I have a table "messages", that stores messages sent to people over time, regarding some items.
message_id user_id date_sent created_at
For each user, I can have multiple tuples in the table. Some of these messages are already sent, and some are not sent yet.
I'm trying to get the last created message for each user. I'm using max(created_at) and a group_by(user_id), but the associated message_id is not the one associated with the max(created_id) tuple.
Table data:
message_id | user_id | date_sent | created_at
----------------------------------------------
1 1 2021-07-01 2021-07-01
2 1 2021-07-02 2021-07-02
3 2 2021-07-01 2021-07-01
4 3 2021-07-04 2021-07-04
5 1 2021-07-22 2021-07-22
6 1 NULL 2021-07-23
7 2 NULL 2021-07-29
8 1 NULL 2021-07-29
9 3 2021-07-29 2021-07-29
My Select:
select * from messages ma right join
( SELECT max(mb.created_at), message_id
FROM `messages` mb WHERE mb.created_at <= '2021-07-24'
group by user_id)
mc on ma.message_id=mc.message_id
the result is
message_id | user_id | date_sent | created_at
----------------------------------------------
5 1 2021-07-22 2021-07-23
3 2 2021-07-01 2021-07-01
4 3 2021-07-04 2021-07-04
I don't know why but for user 1, the message_id returned is not the one associated with the tuple that has the max(created_at).

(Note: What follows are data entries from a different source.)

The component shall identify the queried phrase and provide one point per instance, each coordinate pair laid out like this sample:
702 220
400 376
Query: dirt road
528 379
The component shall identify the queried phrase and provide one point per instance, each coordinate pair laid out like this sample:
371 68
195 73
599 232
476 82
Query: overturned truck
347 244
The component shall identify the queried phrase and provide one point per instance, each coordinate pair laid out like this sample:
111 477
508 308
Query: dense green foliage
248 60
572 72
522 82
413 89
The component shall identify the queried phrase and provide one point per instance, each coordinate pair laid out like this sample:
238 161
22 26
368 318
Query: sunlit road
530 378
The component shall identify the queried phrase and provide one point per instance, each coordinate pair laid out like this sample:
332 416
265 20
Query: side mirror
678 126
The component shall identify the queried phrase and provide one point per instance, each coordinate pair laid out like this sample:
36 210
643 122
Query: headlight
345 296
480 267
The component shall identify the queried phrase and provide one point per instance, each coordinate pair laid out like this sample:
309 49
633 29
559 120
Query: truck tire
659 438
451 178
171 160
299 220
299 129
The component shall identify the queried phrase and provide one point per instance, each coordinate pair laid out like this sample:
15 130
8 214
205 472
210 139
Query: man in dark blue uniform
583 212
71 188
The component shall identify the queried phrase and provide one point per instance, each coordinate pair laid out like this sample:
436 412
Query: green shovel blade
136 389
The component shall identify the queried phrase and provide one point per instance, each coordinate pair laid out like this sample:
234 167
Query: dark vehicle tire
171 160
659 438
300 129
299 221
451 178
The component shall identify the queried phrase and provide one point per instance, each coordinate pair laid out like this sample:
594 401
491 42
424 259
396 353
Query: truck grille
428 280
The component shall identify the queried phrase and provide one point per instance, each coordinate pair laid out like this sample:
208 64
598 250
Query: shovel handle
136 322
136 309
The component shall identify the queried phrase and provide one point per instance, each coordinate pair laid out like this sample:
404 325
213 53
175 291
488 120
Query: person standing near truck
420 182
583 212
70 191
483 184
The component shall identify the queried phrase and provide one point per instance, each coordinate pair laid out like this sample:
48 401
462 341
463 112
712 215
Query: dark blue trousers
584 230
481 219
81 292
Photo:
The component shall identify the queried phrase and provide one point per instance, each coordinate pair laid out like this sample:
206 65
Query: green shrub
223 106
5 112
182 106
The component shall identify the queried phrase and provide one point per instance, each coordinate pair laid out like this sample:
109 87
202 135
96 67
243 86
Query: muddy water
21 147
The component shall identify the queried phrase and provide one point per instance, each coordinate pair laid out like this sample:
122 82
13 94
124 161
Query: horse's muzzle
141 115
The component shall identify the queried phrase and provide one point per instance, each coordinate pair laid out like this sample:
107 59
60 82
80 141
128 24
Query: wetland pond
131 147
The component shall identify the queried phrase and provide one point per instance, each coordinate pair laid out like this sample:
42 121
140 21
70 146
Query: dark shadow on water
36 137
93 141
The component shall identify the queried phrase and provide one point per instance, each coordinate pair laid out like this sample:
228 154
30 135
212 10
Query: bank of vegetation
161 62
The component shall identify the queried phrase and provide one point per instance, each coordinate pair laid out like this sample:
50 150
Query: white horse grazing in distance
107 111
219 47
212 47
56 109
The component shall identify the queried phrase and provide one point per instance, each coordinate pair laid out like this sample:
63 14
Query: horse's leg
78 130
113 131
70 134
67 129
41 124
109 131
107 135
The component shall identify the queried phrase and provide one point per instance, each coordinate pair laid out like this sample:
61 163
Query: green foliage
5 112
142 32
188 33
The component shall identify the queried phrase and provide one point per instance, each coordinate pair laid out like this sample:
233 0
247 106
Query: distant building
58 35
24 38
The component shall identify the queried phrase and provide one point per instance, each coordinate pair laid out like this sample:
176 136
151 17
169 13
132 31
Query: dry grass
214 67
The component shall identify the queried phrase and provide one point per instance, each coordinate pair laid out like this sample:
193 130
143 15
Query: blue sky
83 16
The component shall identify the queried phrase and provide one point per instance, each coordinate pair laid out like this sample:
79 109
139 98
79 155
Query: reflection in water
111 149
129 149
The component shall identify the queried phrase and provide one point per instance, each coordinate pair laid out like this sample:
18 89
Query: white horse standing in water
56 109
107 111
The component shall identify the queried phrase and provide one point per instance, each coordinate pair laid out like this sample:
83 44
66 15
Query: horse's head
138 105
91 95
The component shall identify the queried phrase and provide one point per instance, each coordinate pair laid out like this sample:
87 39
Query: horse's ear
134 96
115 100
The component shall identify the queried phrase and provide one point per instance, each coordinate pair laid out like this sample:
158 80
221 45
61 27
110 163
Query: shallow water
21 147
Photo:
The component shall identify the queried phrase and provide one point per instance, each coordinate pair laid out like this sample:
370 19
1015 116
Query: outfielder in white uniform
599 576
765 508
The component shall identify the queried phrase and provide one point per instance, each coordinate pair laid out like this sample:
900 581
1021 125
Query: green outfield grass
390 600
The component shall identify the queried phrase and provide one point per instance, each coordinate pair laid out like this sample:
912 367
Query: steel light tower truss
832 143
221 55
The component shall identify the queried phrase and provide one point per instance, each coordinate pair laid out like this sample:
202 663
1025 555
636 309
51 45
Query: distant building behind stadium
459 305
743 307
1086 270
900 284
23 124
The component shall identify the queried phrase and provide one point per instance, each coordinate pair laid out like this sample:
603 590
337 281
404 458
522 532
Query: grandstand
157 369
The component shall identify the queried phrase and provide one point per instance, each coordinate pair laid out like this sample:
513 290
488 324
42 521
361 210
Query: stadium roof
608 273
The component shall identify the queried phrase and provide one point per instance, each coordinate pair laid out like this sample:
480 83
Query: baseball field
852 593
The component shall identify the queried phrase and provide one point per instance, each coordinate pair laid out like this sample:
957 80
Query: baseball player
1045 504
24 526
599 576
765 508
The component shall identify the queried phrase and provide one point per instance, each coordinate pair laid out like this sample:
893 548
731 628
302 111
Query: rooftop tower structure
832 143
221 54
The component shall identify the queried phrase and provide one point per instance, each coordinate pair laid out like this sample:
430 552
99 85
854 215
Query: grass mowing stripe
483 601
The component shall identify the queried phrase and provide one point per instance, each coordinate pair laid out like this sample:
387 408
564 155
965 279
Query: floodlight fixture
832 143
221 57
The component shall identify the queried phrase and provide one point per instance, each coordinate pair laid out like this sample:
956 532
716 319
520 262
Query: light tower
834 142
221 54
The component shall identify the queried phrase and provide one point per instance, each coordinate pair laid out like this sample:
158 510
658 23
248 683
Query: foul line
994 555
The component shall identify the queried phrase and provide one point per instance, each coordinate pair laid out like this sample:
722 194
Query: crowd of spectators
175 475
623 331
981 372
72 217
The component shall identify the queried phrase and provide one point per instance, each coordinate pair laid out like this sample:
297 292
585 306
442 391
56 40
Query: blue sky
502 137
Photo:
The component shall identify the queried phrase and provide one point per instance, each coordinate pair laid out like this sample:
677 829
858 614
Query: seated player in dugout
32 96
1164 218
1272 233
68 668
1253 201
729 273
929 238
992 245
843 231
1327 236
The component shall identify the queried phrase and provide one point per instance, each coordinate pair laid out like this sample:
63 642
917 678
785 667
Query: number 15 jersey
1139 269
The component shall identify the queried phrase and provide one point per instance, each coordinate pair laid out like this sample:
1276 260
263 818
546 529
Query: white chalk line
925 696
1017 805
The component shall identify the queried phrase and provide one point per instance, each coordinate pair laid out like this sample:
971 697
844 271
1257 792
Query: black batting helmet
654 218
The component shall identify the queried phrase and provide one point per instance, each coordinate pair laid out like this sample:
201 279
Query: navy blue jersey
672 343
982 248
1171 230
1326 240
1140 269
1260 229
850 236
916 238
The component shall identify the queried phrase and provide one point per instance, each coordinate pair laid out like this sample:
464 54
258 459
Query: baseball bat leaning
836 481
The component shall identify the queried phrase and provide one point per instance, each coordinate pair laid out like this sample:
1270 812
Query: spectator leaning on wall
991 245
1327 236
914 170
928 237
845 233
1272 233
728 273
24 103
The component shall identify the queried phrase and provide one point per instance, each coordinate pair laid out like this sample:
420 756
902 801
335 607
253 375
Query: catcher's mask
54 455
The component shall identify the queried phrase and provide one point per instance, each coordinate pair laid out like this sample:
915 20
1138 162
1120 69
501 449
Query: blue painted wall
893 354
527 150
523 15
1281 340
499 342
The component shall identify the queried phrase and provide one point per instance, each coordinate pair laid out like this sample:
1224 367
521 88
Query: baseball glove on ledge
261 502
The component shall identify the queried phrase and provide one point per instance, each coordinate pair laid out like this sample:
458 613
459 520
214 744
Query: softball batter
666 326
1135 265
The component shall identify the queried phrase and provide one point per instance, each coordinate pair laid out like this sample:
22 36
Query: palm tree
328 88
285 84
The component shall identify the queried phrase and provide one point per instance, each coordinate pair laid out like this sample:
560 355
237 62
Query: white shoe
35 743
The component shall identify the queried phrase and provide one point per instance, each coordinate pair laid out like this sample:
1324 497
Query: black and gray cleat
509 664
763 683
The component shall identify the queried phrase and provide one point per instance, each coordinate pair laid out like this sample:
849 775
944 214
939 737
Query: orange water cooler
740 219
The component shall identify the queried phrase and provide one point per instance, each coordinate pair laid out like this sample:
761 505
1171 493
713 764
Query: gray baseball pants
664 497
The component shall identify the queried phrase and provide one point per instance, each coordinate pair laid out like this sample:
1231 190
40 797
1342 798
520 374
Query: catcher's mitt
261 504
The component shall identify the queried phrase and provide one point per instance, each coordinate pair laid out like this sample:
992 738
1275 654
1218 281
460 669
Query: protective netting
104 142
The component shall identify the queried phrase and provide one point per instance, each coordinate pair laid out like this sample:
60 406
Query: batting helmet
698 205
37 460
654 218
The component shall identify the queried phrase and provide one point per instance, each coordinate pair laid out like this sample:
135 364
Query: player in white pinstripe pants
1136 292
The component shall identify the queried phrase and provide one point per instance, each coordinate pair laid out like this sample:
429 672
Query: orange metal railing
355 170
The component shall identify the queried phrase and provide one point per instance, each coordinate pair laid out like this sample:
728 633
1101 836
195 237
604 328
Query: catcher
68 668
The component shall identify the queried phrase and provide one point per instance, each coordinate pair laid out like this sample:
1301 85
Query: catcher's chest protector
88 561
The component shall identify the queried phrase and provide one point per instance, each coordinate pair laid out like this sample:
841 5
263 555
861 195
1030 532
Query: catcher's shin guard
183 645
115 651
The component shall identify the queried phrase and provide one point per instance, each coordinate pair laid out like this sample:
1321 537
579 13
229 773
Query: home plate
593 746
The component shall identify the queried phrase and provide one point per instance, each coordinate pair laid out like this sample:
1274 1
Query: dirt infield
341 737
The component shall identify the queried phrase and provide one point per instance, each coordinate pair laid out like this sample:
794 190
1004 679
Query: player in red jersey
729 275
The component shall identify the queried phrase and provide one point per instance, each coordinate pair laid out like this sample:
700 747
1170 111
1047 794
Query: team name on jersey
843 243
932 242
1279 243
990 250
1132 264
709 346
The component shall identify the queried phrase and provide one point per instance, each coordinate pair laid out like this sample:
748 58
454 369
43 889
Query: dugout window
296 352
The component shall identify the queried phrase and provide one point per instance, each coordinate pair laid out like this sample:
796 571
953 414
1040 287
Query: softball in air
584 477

I was expecting to be: (get the tuple with the max(date_sent) of the select grouped by user_id)
message_id | user_id | date_sent | created_at
----------------------------------------------
6 1 NULL 2021-07-23
3 2 2021-07-01 2021-07-01
4 3 2021-07-04 2021-07-04
Any idea? Any help? thank you.
You're stumbling over MySQL's notorious nonstandard extension to GROUP BY. It gives you the illusion you can do things you can't. Example
SELECT max(created_at), message_id
FROM messages
GROUP BY user_id
actually means
SELECT max(created_at), ANY_VALUE(message_id)
FROM messages
GROUP BY user_id
where ANY_VALUE() means MySQL can choose any message_id it finds most convenient from among that user's messages. That's not what you want.
To solve your problem, you need first to use a subquery to find the latest created_at
date for each user_id
. Fiddle.
SELECT user_id, MAX(created_at) created_at
FROM messages
WHERE created_at <= '2021-07-24'
GROUP BY user_id
Then, you need to find the message for the particular user_id created on that date. Use the subquery for that. Fiddle
SELECT a.*
FROM messages a
JOIN (
SELECT user_id, MAX(created_at) created_at
FROM messages
WHERE created_at <= '2021-07-24'
GROUP BY user_id
) b ON a.user_id = b.user_id AND a.created_at = b.created_at
See how that JOIN works? It pulls out the rows matching the latest date for each user.
There's a possible optimization. If
then the most recent message for each user_id is also the message with the largest message_id. In that case you can use this query instead. Fiddle
SELECT a.*
FROM messages a
JOIN (
SELECT user_id, MAX(message_id) message_id
FROM messages
WHERE created_at <= '2021-07-24'
GROUP BY user_id
) b ON a.message_id=b.message_id
Due to the way primary key indexes work, this can be faster.
You want an ordinary JOIN rather than a RIGHT or LEFT JOIN here: the ordinary JOIN only returns rows that match the ON condition.
Pro tip almost nobody actually uses RIGHT JOIN. When you want that kind of JOIN, use LEFT JOIN. You don't want that kind of join to solve this problem.